16 MiB recordsize?!?!?!?! <--- clickbait punctuation marks for the algorithm

winnielinnie · September 11, 2024, 1:10pm

I never noticed this on TrueNAS Core 13.3, until I decided to create a new dataset.

16m-recordsize

I know that this has already been available to ZFS, but now it’s exposed by the GUI?

Is this an oversight, or does iXsystems believe that 16-MiB recordsize is considered tried-and-true to allow for datasets on a TrueNAS server?

For those using SCALE, does the drop-down also make 16M available?

I’ve had phenomenal results with pretty much all of my datasets using 1-MiB recordsize, which was the highest available level (in the GUI) for TrueNAS Core 13.0 and prior.

Is there an obvious caveat I’m missing that would cause performance and efficiency issues by setting it to 16M? Because of inline compression, no files will consume an additional ~16 megabytes due to “padding”. So a 500 KiB file will consume approximately 500 KiB. The same is true for a 2 MiB file, a 10 MiB file, and so on. Nor will a 33 MiB file consume 48 MiB on the storage medium. It will consume 33 MiB, as expected. (First block, 16 MiB. Second block, 16 MiB. Third block, 1 MiB, as the padding of zeroes are compressed to nothing.)

So talk me out of this!

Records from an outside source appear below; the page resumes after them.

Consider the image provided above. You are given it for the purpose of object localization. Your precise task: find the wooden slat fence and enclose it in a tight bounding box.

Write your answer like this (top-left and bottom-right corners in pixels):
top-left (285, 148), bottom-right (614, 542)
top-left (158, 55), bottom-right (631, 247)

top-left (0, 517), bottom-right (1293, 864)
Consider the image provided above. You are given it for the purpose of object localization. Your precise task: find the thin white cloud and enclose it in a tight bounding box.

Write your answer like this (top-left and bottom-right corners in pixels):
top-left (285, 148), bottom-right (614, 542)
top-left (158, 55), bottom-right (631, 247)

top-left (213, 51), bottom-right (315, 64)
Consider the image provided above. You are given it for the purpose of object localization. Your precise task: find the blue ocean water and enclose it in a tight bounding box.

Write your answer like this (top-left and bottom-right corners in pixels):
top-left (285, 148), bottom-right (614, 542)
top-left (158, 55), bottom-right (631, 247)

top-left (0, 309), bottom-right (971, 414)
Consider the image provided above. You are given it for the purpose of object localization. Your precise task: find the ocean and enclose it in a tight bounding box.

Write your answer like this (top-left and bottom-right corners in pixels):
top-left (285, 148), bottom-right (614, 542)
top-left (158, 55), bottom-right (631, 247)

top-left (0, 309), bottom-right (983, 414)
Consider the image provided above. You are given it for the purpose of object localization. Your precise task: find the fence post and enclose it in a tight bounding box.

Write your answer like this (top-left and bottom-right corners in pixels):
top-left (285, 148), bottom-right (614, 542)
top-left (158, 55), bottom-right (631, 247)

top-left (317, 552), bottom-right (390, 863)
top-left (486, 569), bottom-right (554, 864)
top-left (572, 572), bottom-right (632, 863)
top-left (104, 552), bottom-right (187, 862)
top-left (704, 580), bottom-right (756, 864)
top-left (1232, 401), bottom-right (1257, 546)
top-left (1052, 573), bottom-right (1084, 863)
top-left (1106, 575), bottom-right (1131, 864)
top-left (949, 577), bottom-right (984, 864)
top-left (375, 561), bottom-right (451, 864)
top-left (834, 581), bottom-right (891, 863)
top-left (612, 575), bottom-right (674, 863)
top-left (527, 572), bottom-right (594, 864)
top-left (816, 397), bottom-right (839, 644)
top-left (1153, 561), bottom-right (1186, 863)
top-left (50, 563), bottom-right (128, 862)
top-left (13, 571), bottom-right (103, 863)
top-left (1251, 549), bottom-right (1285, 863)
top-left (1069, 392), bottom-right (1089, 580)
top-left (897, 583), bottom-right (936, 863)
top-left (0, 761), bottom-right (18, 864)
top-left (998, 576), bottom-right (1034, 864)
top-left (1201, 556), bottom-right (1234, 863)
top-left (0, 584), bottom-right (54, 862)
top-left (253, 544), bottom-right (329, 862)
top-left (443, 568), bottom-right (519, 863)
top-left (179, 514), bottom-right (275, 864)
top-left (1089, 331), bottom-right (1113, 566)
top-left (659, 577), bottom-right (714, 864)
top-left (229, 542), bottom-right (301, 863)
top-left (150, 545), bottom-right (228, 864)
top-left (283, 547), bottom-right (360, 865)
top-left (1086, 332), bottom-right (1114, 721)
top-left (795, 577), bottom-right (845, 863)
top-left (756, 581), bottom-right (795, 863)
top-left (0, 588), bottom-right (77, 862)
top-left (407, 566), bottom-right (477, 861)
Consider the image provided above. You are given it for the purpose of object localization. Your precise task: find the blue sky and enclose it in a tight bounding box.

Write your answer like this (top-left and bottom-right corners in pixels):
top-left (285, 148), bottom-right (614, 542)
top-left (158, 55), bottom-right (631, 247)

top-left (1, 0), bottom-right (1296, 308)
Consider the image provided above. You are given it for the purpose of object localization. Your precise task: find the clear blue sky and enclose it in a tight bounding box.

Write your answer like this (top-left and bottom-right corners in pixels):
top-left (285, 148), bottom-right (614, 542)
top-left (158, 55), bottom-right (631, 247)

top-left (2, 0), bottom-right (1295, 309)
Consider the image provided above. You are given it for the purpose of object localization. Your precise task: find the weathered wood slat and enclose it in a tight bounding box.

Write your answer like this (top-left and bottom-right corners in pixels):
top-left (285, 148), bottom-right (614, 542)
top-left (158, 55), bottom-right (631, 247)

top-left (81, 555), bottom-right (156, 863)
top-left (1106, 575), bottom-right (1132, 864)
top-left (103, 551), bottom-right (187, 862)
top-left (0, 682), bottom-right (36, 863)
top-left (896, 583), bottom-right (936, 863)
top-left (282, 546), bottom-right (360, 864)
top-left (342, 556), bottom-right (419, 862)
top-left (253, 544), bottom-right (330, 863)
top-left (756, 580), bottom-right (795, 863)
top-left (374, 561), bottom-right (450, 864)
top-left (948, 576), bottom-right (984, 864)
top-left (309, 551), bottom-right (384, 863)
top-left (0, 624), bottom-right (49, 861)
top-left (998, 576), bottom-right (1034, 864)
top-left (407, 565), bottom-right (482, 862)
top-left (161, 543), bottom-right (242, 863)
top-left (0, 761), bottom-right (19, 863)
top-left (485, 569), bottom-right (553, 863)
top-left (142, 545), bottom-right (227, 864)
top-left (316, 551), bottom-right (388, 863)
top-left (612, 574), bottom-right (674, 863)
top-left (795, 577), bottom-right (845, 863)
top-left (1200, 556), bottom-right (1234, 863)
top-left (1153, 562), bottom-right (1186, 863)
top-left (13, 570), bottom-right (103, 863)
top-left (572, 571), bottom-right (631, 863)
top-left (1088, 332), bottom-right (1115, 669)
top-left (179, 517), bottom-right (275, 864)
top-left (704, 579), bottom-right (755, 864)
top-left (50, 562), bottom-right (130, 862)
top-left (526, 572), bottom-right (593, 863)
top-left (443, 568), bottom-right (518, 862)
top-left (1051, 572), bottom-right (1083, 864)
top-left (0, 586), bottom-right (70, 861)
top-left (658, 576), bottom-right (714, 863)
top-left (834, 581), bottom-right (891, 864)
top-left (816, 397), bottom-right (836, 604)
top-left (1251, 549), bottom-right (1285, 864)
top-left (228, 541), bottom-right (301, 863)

Tell me why I shouldn’t set the recordsize to 16M? Trample on my dreams, why don’t you?

Tony-1971 · September 11, 2024, 1:32pm

Yes, also in Dragonfish-24.04.2 there is recordsize of 16M
Not tried (yet)
In this old PDF https://www.usenix.org/system/files/login/articles/login_winter16_09_jude.pdf
seems that only matter if the application write on the dataset using exactly the recordsize used while creating the dataset.
Best Regards,
Antonio

winnielinnie · September 11, 2024, 1:36pm

Sara · September 11, 2024, 2:00pm

Why does a 33MiB file use 48MiB, when the recordsize is 1MiB?
You think because of padding?

winnielinnie · September 11, 2024, 2:05pm

That comment was in regards to theoretically setting the recordsize to 16M.

If you dataset’s recordsize is set to 16M…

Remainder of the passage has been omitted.